BATH — A city charter amendment allowing the council to waive a limit on contract lengths goes before voters Nov. 5.

The amendment would allow the city to enter into a 25-year solar energy purchase agreement.

The charter currently limits such contracts on multi-year fund commitments for goods and services to five years. The intent was to prevent a city council from making decisions that would force the panel to uphold a commitment of funds five years down the road.

“We’re trying to … give the council the flexibility to enter into a contract for something longer than what’s written in the charter currently,” City Manager Peter Owen said in an interview Tuesday.

Under the proposed amendment, the council would review any contract running more than five years on a case-to-case basis, and six councilors would have to approve a waiver.

Long-term financing commitments like bonds, allowed to run up to 30 years, are a separate matter covered in a different part of the charter and would not be impacted by the amendment. “Bond payments and bank payments are not contracts, technically,” Owen said.

Bath has been in discussions with ReVision Energy on a potential solar energy power purchase agreement that would reduce electricity costs at city facilities and decrease carbon pollution. The city would contract with ReVision or an investor to buy solar-produced power at a lower rate.

“Adjusting to a shorter contract where the city pays higher rates for a shorter period of time would be unattainable for the city due to the increased costs for development of the project,” the administration said Monday in a news release. “The potential solar project will produce nearly (2 million) kilowatts of energy annually, offsetting the city’s consumption of electricity at all of its facilities and reducing costs substantially.”

“Support for this charter amendment is support for clean energy for Bath,” Chairwoman Mari Eosco said in the release. “The city is refocusing efforts to become more energy-efficient and climate aware.

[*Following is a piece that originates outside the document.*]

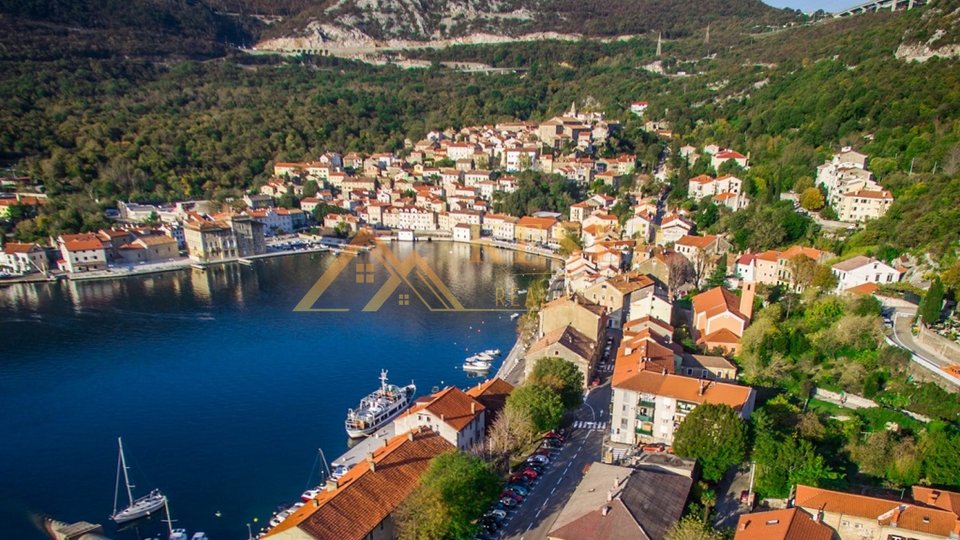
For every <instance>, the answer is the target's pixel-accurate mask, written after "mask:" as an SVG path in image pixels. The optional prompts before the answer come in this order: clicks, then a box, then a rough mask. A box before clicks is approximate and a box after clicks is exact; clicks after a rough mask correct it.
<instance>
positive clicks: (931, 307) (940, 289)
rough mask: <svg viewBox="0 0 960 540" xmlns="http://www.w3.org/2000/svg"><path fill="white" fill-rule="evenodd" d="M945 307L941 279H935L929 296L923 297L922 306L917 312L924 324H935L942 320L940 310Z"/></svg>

The possibility of an investment in solar power is a great example of how Bath can help mitigate our emissions for the foreseeable future.”

How much the city would pay annually, and exactly how much money the city would save, will be known once the contract conditions are established, Owen said.

“What we were negotiating at the time was clearly going to be a savings; that’s the only reason we would do this, is to save the taxpayer money,” Owen said.”It will be … something that is well-vetted and out in the open.”